3 Redefining monolecty and its merits

Monolecty as a term could be made less problematic and more useful by a minor change in definition. Monolecty could be redefined as a bee species’ taxonomic pollen specialization on members of a single genus of flowering plant. In this way, plant genus would align the taxonomic focus of monolecty with that of oligolecty. So defined, monolecty would still anchor one end of bees’ spectrum of floral host specialization. All previous cases of monolecty would still fit, but without any caveats regarding unsettled taxonomy of disputable plant species. Of course, this broadened definition of monolecty would be susceptible to related problems for circumscribing some plant genera.
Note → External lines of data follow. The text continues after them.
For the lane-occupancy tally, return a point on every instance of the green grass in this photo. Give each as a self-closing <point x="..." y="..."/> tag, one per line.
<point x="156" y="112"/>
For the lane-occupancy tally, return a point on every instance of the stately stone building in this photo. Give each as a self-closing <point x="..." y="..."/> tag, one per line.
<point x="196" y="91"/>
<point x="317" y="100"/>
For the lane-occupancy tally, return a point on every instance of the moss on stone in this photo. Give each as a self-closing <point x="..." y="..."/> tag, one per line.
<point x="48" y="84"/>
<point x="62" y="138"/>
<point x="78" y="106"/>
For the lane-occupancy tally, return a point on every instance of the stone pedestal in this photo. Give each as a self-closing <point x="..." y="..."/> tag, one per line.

For particularly large plant genera, ones that have been partitioned into subgenera using divergent floral traits (e.g., Penstemon, Ipomoea), perhaps only those bees using a single subgenus should be classified as monolectic (which also anticipates future splitting of the host genus). With the revised definition, many cases now relegated to “narrow oligolecty” would be subsumed under genus-level monolecty. This change would bring together cases of bees that readily collect pollen from multiple congeneric plant species whose flowers seem identical to us (e.g., Salix) and sometimes are not distinguished by their specialist bees either (Cane 2011). As another gain in classification stability, bees first described as monolectic would remain so even when more exhaustive or wide-ranging field surveys reveal an additional congeneric pollen host. This is true retrospectively as well as for future studies. Overall, it seems reasonable to amend a definition that was considered flawed a century ago even by its adopter, Charles Robertson, who himself was amending Loew’s 1884 definition of oligotropy. The primary challenge to redefining monolecty as “one bee species using one plant genus for pollen” is adoption of the term, as there is bound to be resistance to change in some quarters and there is no acknowledged authority to render a decision.